Lam did acknowledge in her speech a lack of adequate protection for such tenants and said a study on tenancy control would be done early next year.
Under a separate measure announced on Wednesday, non-government organisations will receive subsidies to rent suitable rooms in hotels and guest houses suffering from low occupancy rates during the Covid-19 pandemic for transitional housing.
Lam said the step might also prevent the operators from folding amid the collapse of the tourism market due to the pandemic.
According to a government source, cheaper guest houses in the city centre such as Mong Kok, and hotels farther out, such as in the New Territories, will be possible options.
Operators can lease certain floors or rooms and they will have to sign a three-year contract.
Ten hotels and guest houses were already in talks with officials about the plan, the insider said.
Similar to an existing scheme that uses vacant premises as transitional housing, the NGOs will be responsible for selecting tenants and managing the logistics. Tenants will pay less rent than the market rate and the discrepancy will be filled by the Community Care Fund, supported by the government and private donations.

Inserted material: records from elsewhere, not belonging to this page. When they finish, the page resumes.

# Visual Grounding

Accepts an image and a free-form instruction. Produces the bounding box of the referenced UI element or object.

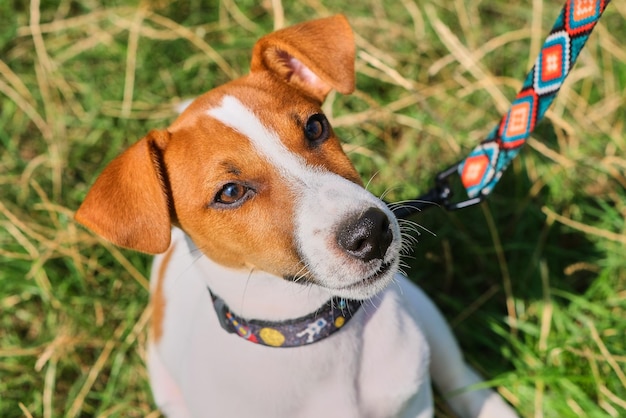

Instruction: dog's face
[77,14,400,298]
[164,75,400,297]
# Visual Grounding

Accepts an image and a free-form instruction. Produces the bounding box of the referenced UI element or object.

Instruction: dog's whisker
[364,171,380,190]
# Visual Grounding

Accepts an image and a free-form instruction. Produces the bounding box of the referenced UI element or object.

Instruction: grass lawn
[0,0,626,418]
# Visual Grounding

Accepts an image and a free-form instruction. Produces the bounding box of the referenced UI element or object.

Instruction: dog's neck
[186,236,333,321]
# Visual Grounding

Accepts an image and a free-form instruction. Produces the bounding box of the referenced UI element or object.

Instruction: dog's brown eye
[214,183,252,207]
[304,113,330,146]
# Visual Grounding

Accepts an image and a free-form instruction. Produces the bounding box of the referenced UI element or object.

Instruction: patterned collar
[209,289,363,347]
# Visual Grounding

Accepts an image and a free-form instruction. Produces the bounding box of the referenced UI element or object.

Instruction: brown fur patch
[150,245,176,342]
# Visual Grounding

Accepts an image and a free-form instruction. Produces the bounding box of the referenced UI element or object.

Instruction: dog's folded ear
[250,15,355,102]
[75,130,171,254]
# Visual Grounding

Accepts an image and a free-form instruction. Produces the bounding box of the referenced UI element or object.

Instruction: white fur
[148,228,516,418]
[148,96,516,418]
[207,96,401,299]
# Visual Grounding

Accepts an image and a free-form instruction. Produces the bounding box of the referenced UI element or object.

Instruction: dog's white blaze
[207,96,400,298]
[207,96,311,184]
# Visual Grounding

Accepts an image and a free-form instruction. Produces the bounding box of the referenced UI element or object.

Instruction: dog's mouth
[342,261,394,289]
[283,260,395,290]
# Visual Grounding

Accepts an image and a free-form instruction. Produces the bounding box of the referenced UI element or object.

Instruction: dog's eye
[304,113,330,146]
[213,183,252,207]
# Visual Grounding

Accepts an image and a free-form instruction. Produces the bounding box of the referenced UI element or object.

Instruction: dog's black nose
[337,208,393,261]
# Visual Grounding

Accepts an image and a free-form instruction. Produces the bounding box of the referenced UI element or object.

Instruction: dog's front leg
[147,343,191,418]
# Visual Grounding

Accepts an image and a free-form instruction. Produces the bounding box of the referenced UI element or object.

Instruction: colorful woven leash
[394,0,610,218]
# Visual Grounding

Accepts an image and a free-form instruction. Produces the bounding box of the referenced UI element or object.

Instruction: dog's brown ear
[250,15,355,102]
[75,130,171,254]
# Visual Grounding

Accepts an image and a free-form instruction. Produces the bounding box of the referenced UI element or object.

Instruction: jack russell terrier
[76,16,516,418]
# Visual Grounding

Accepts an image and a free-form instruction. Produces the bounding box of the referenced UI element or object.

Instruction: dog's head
[76,16,400,298]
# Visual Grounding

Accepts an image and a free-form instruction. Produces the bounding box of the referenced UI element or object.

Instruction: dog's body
[76,16,515,418]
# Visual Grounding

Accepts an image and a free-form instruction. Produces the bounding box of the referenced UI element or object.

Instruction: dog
[75,15,516,418]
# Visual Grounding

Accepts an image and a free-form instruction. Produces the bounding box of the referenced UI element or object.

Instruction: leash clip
[388,161,487,218]
[429,161,487,211]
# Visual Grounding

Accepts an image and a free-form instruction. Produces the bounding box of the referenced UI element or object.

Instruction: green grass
[0,0,626,417]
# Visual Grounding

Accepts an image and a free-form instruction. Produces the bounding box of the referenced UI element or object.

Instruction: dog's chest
[155,230,431,417]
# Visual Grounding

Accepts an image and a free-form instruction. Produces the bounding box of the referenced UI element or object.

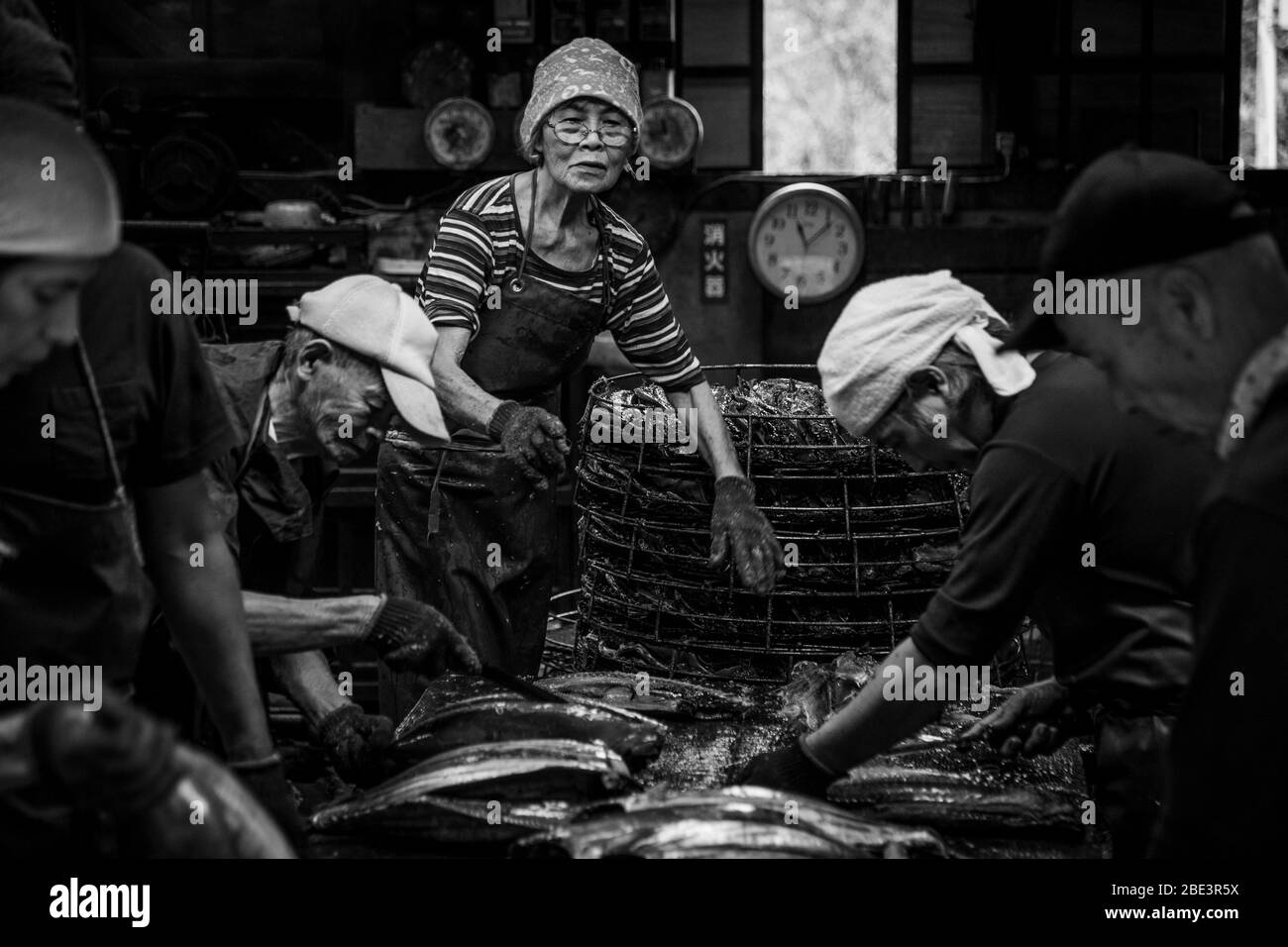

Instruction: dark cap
[1006,150,1270,349]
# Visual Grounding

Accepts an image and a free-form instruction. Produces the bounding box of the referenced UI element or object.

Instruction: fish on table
[309,740,639,844]
[511,786,945,858]
[827,743,1087,836]
[394,690,667,770]
[541,672,756,720]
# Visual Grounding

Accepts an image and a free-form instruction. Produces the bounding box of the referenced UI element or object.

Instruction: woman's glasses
[546,119,631,149]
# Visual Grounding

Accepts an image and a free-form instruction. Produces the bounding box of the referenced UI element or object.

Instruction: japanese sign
[699,220,729,303]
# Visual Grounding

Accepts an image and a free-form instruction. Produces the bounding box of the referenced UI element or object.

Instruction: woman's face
[541,99,635,194]
[0,257,102,388]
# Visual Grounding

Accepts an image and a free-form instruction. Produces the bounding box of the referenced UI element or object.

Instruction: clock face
[425,99,496,170]
[747,184,863,303]
[640,98,702,168]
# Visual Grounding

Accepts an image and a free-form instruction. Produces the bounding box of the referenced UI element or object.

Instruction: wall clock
[747,183,864,303]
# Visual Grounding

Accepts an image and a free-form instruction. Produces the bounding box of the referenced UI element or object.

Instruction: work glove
[317,703,394,785]
[364,596,482,678]
[228,753,305,852]
[962,679,1091,758]
[733,736,842,798]
[711,476,785,595]
[486,401,571,489]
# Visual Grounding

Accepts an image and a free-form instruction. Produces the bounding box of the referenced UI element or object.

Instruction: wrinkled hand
[733,740,837,798]
[486,401,572,489]
[962,681,1089,756]
[365,598,482,678]
[711,476,785,595]
[318,703,394,784]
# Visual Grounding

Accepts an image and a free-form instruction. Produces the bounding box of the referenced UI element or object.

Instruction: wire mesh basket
[574,365,965,683]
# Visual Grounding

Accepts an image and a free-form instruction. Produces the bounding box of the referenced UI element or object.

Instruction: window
[1239,0,1288,167]
[764,0,896,174]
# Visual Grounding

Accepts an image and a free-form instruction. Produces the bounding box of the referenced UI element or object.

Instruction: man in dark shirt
[742,274,1205,857]
[0,228,290,818]
[0,13,297,832]
[1014,151,1288,858]
[181,275,478,780]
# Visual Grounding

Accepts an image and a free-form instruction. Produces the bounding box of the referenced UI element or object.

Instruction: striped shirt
[416,177,704,391]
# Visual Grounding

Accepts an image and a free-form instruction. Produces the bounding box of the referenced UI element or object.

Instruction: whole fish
[540,672,756,720]
[515,786,947,858]
[309,740,638,843]
[827,764,1082,835]
[14,691,295,858]
[564,818,863,858]
[394,693,667,770]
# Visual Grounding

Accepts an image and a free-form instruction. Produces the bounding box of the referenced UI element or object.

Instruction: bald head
[1056,233,1288,441]
[0,98,121,258]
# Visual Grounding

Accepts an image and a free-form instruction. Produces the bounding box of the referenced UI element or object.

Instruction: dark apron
[376,172,612,720]
[0,342,152,850]
[1089,703,1176,858]
[134,373,273,749]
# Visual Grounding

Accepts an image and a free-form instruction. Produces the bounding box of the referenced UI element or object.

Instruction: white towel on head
[818,269,1035,434]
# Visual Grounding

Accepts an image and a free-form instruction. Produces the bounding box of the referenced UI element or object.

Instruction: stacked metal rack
[574,365,963,683]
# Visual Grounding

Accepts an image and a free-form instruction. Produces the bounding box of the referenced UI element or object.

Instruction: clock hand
[805,214,832,249]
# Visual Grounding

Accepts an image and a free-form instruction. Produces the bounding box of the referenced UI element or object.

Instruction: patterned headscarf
[519,36,644,156]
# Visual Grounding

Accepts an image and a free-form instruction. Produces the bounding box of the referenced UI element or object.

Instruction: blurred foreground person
[0,99,297,845]
[1015,151,1288,858]
[742,270,1208,858]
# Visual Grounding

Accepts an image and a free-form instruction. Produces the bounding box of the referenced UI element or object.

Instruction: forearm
[270,651,353,728]
[434,353,501,433]
[666,381,744,479]
[242,591,385,655]
[149,532,273,760]
[805,638,944,773]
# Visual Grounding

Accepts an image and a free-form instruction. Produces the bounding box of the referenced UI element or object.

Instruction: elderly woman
[741,270,1211,857]
[377,39,782,697]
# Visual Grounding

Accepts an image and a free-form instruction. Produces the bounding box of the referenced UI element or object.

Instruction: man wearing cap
[742,270,1205,857]
[0,97,295,845]
[141,275,478,780]
[376,39,782,712]
[1013,151,1288,857]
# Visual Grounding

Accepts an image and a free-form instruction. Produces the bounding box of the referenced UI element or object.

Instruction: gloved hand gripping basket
[575,365,966,683]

Sze Lai-shan, a social worker from the Society for Community Organisation, said the rooms “are still better than subdivided flats”. But she doubted smaller spaces in hostels could accommodate any more than one person.
“Some of [the hostels] are in old buildings and conditions are not very good,” she said. “It’s quite small and you cannot put in wardrobes or other furniture. ”

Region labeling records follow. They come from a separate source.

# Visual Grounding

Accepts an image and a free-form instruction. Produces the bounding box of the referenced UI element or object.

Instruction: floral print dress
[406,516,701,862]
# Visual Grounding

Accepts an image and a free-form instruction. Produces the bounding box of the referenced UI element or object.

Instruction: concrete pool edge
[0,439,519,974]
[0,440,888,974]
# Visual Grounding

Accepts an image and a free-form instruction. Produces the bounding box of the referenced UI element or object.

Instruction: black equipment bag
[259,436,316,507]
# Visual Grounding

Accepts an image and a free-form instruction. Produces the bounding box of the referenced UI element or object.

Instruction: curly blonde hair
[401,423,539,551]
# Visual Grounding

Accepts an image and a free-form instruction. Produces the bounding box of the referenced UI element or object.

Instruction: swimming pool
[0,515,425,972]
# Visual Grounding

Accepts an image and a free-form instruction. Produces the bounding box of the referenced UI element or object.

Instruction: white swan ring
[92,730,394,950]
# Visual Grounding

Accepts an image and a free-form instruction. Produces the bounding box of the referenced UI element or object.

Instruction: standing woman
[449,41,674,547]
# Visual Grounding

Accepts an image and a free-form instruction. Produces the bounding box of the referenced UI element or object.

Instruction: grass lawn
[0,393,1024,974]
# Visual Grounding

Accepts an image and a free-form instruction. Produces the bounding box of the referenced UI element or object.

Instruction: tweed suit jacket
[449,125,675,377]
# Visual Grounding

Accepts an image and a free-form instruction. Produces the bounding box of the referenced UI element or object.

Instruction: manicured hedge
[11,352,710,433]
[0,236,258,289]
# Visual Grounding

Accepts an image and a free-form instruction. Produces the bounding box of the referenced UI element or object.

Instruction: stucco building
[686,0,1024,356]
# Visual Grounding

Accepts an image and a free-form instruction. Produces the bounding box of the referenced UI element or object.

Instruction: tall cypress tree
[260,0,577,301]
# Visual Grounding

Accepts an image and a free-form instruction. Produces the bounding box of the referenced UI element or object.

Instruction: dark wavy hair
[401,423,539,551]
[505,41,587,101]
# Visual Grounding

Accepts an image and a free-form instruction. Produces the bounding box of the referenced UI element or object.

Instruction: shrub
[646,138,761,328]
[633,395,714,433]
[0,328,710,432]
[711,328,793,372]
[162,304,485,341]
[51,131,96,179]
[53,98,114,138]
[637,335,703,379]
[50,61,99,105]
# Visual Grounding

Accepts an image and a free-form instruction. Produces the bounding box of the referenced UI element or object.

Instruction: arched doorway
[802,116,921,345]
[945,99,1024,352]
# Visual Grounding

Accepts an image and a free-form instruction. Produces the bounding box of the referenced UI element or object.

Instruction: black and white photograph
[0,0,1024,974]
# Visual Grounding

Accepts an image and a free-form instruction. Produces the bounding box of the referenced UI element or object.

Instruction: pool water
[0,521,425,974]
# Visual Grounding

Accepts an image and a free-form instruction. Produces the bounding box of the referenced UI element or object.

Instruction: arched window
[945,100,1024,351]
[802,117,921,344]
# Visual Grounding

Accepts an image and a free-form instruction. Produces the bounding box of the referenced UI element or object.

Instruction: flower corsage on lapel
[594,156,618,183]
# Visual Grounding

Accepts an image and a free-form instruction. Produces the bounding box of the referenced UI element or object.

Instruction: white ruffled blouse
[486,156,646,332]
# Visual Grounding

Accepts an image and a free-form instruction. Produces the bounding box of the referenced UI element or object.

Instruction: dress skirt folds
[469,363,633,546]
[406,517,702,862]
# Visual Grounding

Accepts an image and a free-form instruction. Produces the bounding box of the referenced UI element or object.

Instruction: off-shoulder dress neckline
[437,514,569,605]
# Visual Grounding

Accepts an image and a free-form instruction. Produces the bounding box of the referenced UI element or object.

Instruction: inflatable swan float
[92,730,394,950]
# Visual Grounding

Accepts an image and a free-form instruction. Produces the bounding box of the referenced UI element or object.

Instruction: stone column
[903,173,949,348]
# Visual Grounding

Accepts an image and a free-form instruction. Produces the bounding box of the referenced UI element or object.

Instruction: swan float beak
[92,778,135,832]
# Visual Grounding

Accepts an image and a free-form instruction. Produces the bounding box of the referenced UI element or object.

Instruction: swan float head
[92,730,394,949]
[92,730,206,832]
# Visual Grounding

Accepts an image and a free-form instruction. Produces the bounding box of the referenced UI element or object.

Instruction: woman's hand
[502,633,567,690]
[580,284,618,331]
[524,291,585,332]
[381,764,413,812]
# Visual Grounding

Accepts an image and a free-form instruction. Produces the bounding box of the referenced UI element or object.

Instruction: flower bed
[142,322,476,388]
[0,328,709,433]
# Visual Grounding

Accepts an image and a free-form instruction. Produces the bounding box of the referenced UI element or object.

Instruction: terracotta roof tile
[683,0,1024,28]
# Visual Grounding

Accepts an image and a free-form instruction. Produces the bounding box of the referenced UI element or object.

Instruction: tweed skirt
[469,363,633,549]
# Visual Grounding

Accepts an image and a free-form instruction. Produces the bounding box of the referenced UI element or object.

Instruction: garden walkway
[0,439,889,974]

Sze also called for rent subsidies to be linked to rent control.
Corey Hamabata, senior president of JLL’s hotel and hospitality group, said: “This looks to be a stopgap measure which will help [some] hotels. Prior to Covid-19, the pressure was mounting on a number of older, largely obsolescent hotel properties to renovate, redevelop or tear down these properties. This solution may provide opportunities for these hotels.”
But hotels that expected business to return once borders reopened were unlikely to take significant advantage of the policy, given the possible requirement to reconfigure the rooms, Hamabata said.
Overall average occupancy rate for hotels was 52 per cent and 56 per cent for guest houses, according to JLL data. There were 308 hotels with 85,238 rooms and 1,481 guest houses.